In cases where the path is specified by a SPARQL pattern, it would be very useful if you could bind an additional variable to use as the length metric instead of always using the number of hops.

For example, consider a database of airline flights. If I wanted to find the "shortest" route from New York to San Francisco, I would do something like the following:

PATHS
START ?x = :JFK
END ?y = :SFO
VIA {
  ?flight a :Flight ;
    :from ?x ;
    :to ?y ;
  .
}

This query would work, but only if my length metric of interest was the number of connecting flights. I cannot easily find the shortest route by any other critical metric, including but not limited to:

  • Cost
  • Flight time
  • Distance traveled
  • Total travel time (the query would have to be modified to support layovers, but the point still stands)

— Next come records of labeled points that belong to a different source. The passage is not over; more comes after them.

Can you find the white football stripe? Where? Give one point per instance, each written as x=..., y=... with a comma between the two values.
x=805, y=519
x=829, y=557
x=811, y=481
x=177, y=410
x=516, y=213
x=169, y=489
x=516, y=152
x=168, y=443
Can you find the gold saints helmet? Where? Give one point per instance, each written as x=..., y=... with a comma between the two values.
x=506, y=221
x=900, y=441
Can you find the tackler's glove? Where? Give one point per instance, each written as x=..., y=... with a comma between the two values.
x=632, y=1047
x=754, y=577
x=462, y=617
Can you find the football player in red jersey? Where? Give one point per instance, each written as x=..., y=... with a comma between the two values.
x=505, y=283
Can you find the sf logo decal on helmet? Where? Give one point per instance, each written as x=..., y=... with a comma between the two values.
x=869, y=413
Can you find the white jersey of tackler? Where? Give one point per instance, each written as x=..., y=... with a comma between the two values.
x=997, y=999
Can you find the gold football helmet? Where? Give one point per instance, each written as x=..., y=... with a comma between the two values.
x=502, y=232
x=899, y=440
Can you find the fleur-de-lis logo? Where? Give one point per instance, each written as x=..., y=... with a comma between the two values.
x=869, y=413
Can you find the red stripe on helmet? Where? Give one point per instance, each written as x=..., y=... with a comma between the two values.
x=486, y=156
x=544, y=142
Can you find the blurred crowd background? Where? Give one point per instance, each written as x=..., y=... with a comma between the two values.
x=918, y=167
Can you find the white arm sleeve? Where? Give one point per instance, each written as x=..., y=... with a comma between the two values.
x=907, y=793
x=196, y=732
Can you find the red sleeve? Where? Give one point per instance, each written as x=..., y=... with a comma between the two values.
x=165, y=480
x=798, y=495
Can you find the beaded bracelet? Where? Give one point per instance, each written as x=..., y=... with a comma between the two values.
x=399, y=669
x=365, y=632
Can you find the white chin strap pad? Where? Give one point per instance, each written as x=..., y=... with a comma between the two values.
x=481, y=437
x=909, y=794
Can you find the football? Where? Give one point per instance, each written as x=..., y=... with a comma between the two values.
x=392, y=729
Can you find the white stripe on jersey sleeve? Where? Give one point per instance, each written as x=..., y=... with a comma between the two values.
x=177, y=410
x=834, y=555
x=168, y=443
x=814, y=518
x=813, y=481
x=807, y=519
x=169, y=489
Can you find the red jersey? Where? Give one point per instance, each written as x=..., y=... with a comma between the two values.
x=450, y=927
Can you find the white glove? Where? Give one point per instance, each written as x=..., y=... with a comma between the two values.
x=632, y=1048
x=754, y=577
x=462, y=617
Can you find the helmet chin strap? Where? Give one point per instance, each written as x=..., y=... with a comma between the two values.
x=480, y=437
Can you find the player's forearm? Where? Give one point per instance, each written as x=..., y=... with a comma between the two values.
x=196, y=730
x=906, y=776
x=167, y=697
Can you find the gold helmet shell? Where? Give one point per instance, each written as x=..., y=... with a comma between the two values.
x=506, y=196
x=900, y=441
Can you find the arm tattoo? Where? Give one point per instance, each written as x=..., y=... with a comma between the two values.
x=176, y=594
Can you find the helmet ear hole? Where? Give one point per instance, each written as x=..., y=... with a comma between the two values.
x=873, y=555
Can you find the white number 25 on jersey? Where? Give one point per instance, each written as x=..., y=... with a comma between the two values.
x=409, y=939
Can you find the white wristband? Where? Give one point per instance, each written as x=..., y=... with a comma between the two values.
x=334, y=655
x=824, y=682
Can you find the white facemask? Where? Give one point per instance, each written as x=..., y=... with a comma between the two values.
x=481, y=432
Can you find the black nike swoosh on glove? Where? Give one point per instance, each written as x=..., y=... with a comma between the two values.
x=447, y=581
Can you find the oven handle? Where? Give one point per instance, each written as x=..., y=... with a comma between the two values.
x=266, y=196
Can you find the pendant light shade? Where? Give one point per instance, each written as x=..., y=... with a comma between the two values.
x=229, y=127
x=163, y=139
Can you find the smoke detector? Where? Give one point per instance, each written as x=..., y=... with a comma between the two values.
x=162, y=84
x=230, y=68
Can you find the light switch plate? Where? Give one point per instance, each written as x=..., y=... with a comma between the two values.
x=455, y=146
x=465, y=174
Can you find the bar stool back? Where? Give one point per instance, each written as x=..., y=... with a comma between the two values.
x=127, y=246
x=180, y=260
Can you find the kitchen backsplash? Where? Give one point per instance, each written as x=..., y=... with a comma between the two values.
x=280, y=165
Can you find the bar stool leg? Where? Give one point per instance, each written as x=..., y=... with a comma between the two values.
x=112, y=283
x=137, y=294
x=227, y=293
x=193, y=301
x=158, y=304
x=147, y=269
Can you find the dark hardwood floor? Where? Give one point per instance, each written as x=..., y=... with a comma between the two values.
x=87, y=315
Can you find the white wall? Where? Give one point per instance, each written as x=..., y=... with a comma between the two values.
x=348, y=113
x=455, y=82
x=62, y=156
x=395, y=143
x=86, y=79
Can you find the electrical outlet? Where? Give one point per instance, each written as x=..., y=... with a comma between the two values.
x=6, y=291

I could imagine something like the following to extend the above query example to support using, e.g., cost as the length metric instead of number of hops by specifying a binding made in the query pattern to use as the length value:

PATHS
START ?x = :JFK
END ?y = :SFO
VIA {
  ?flight a :Flight ;
    :from ?x ;
    :to ?y ;
    :price ?price ;
  .
}
LENGTH ?price

I suppose it would be possible to use the current functionality with a stored query and then use it as a subquery in which you calculate the path length using whatever metric you want after the fact, but that can't be the most efficient or reliable method. Furthermore, it would be much more convenient if you could use a Path query as a subquery directly without having to deal with the stored procedure.

Also, to make this even more useful, being able to specify a minimum length would be useful as discussed here: Variable Path Queries - Support - Stardog Community

Hi Matt,

Yes, you're correct on all points. It'd be a good feature and we've talked about it internally for a while but so far didn't get to adding it to the product. But we may well do later depending on customer demand.

Also thanks for the thought on path subqueries. Might be something for us to consider indeed. That'd probably require a syntax extension to the standard SPARQL query forms (eg SELECT), something we have avoided so far.

Thanks,
Pavel